Divorce mediation explained
In mediation, you and your spouse make decisions together through direct discussion. An impartial mediator helps you clarify and articulate your own perspectives and better understand the perspectives of your spouse, even if you don’t always agree with them. The mediator will also help you acquire all the information necessary to make prudent decisions. This includes complete financial disclosure.
The mediator has no vested interest in the outcome but is committed to ensuring that the process by which each of you finds your own way to an agreement is a fair one. The mediator not only refrains from imposing a solution upon you – that, after all, is what an arbitrator does – but also will not presume to advise you what you "should" do.

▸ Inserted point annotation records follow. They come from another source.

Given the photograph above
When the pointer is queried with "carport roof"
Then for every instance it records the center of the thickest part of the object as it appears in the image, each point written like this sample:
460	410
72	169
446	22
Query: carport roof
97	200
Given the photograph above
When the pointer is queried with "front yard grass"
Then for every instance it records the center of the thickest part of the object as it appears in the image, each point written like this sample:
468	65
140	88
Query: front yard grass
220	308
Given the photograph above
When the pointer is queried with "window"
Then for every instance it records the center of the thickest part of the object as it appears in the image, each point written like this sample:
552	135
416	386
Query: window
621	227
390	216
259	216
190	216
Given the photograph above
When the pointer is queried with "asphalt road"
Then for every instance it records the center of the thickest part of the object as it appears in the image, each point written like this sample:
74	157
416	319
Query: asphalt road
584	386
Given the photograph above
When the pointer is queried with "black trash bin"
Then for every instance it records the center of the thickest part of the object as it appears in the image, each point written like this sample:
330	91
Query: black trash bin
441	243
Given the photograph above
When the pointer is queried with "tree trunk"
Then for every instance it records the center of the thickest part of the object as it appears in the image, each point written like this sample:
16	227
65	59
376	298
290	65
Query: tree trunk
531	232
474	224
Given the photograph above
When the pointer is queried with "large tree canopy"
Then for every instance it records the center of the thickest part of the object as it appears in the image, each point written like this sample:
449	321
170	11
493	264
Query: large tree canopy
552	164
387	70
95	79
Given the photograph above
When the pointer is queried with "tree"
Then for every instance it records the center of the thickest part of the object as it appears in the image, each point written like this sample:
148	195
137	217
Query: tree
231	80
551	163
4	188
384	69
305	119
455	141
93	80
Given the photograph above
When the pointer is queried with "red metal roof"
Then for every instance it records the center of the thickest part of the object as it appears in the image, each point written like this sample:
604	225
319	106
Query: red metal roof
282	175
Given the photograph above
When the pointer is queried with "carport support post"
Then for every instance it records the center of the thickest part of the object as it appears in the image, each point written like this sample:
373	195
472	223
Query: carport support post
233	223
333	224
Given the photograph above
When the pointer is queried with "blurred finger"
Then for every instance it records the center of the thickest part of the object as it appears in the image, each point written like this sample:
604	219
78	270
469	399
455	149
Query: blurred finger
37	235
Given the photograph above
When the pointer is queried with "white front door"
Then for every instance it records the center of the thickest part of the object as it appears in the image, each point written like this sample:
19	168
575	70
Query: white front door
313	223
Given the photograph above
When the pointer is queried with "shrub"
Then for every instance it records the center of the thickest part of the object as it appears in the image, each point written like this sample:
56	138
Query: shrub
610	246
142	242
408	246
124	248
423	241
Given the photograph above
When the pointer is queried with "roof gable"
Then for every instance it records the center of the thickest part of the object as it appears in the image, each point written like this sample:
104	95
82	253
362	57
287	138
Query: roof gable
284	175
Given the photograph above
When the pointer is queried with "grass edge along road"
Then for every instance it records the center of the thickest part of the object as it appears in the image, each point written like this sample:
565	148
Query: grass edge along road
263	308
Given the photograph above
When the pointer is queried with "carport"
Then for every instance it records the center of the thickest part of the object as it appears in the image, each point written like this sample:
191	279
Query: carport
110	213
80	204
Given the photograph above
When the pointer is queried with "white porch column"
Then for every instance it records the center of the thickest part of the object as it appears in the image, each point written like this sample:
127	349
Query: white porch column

As a mediator, I will certainly help you generate options that are designed to address both of your articulated interests and concerns. I will also inform you about how a court might approach a particular issue and how other couples have resolved a particular issue as you may find it helpful in determining what is best for you. I am careful not to present the law as “the right answer;” it is a reference point which may or may not help ground you in determining what is fair. Each of you may accord the law (to the extent that the law is predictable) as much or as little significance as you deem appropriate. Having said that, if one of you insists on a position that is clearly outside the spectrum of possible court outcomes, and the other disagrees with it, the proponent of this position risks driving the other person out of the process and into litigation.
I am not, as a rule, a “caucuser;” I do not meet separately with the mediation participants. I think the risks of doing so outweigh the potential benefits and I believe that there is virtually nothing I might want to say to one of you that I cannot say in the presence of the other.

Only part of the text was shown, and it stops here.